PRODUCTION OF “ACIDOVIT”
“Acidovit” is low fat, dietary fermented milk product made from the skimmed pasteurized milk. Manufacturing of “Acidovit” is possible in the standard yoghurt production line without any substantial changes or significant investments. For production of “Acidovit”, the only addition to the yoghurt production line is a vat with cooling system. The final product is dietary fermented milk beverage with 0.1% milk fat, 0.5% of minerals, 3.9% of protein and 5% of lactose (total dry mater of 9.5%). Energy value of “Acidovit” is 151.58 kJ/100gr or 312.57 kJ per 0.2 litre package. Except the good nutritive characteristics typical for all fermented milk beverages, “Acidovit” also has some additional properties because of the presence of Lactobacillus helveticus. It has strong antimicrobial activity and inhibits the growth of pathogenic and food spoilage microorganisms, such as bacteria from genus Escherichia, Proteus, Pseudomonas, Bacillus and Clostridium. “Acidovit” could be manufactured in two versions, according to the taste of consumers.

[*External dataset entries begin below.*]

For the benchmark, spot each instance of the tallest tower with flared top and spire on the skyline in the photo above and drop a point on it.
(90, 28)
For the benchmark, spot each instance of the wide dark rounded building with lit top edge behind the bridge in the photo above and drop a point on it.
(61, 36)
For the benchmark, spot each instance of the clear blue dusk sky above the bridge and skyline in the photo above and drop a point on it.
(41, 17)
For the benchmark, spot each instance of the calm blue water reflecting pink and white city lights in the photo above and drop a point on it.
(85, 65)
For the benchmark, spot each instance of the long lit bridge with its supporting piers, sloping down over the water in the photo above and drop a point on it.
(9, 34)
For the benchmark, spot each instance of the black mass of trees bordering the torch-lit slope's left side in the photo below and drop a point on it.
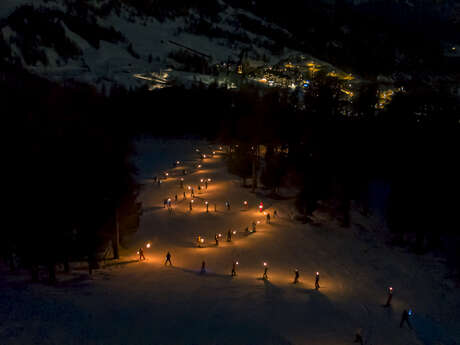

a) ”ACIDOVIT” from pasteurized skim milk with the strain Lactobacillus helveticus BGRA43. After the preparation of milk and starter culture by the procedure similar to that for yogurt production, the milk is inoculated with 2-3% of the culture, and fermentation is performed at 350C within 6 hours. During the fermentation, after the formation of curd (4-4.5 hours, 34-360SH), the fermentation vat is cooled with ice-cold water. At the end of fermentation, a gentle agitation of the curd (15-30 rpm) is recommended. The final fermented product is characterized by the high viscosity and pleasant thickness having a good flavour, and with shelf life of 5 days at 40C.
b) “ACIDOVIT” from pasteurized skim milk with mild flavour. In this case, the mixed starter culture consisting of strains Lactobacillus helveticus BGRA43 and Streptococcus thermophilus BGTMS1 is used under the same manufacturing conditions.
The starter culture for yogurt production (YOGO) is recently constructed from strains Lactobacillus bulgaricus BGPKM1 and Streptococcus thermophilus BGTMS2. Using this starter culture in the standard yoghurt production line, the final product (obtained after 2.5 to 3 hours of fermentation) had a generally good quality with appropriate viscosity and flavour.
3. WHITE SOFT CHEESE
Starter culture for production of white soft cheese (Lactococcus lactis, Lactococcus lactis subsp. diacetylactis) could be added as 3-5% inoculum during the initial steps of cheese making. This starter culture has the aromogenic properties and the very high level of salt tolerance, which enables its activity in the presence of higher concentrations of salt. The use of this culture in cheese making process resulted in much better final product with good flavour and less variations in overall quality.
4. SEMIHARD TRAPIST-TYPE CHEESE
Starter culture for production of semi hard cheeses using Trapist technology is mesophilic starter culture consisting of two species from genus Lactococcus and one Lastobacillus casei strain. Preparation of bulk starter was completed within 8 hours using 3-5% inoculum. The ripening period of the cheese was from 2 to 3 months. This starter culture was used on industrial scale in the processing of 3000 L of milk and compared with the activity of imported starter cultures. The cheese manufactured with our starter culture has very good flavour and the elasticity. In addition, during repeated cheese making with our starter culture, obtained cheese always had standard characteristics with minor variations.